Prosecutors said Aldrich spent over $9,000 on weapons-related purchases from dozens of vendors between September 2020 and the attack. A hand drawn map of Club Q with an entry and exit point marked was found inside Aldrich’s apartment, along with a black binder of training material entitled “How to handle an active shooter.”

Defense attorneys in the state case said Aldrich is nonbinary, and uses they/them pronouns and the federal plea agreement Aldrich signed also said that. However, a state prosecutor and some victims called that an effort to avoid responsibility for hate crimes.

Aldrich visited the club at least eight times before returning in a tactical vest and carrying an AR-15 style rifle, first killing a person in the entryway and then shooting at bartenders and customers before targeting people on the dance floor.

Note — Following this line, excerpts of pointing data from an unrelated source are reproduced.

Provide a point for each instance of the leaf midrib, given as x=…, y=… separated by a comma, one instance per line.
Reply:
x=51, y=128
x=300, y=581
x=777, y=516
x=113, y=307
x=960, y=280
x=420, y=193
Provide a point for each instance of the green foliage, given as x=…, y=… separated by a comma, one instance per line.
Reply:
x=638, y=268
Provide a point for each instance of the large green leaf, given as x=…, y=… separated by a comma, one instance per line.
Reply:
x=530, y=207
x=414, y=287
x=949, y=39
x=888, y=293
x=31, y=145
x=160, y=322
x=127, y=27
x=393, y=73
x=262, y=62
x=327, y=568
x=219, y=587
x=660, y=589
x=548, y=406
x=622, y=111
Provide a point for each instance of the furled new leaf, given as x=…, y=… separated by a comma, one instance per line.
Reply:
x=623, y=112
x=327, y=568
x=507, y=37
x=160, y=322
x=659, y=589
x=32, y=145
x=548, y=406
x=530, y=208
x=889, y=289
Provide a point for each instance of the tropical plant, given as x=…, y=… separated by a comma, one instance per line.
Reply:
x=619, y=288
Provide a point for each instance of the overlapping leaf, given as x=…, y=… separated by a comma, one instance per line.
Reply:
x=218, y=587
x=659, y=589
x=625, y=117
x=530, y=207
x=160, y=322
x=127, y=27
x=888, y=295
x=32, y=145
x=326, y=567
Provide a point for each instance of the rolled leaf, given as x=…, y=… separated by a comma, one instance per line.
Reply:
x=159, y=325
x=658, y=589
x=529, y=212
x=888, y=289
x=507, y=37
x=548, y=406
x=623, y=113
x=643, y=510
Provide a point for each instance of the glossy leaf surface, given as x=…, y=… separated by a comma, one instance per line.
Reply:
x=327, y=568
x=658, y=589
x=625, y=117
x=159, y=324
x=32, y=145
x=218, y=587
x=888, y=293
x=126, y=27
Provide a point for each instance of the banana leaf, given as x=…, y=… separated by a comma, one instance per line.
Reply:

“The defendant was prepared to inflict the maximum amount of damage in the minimum amount of time,” Connaughty said, adding that Aldrich fired 60 rounds in less than a minute.

A Navy service member, Thomas James, grabbed the rifle barrel, burning his hand, and an Army veteran, Richard Fiero, helped subdue Aldrich. Aldrich then shot James in the torso with a handgun and a third person, identified in state court as Drea Norman, stepped in to help keep Aldrich on the ground, according to the plea agreement.

There had been a chance to prevent such violence: Aldrich was arrested in June 2021, accused of threatening their grandparents and vowing to become “the next mass killer ″ while stockpiling weapons, body armor and bomb-making materials. But Aldrich’s mother and grandparents refused to cooperate, and prosecutors failed to serve subpoenas to family members that could have kept the case alive, so the charges were eventually dismissed.

Aldrich was sentenced Tuesday under the Matthew Shepard and James Byrd Jr. Hate Crimes Prevention Act, which expanded federal law in 2009 to include crimes motivated by sexual orientation, gender identity or disability.

“I’m sure the shooter thinks he took our spirit that night,” said Ed Sanders, who was shot in the back and leg. “You cannot destroy our community by killing individuals. You can’t kill our love and spirit.”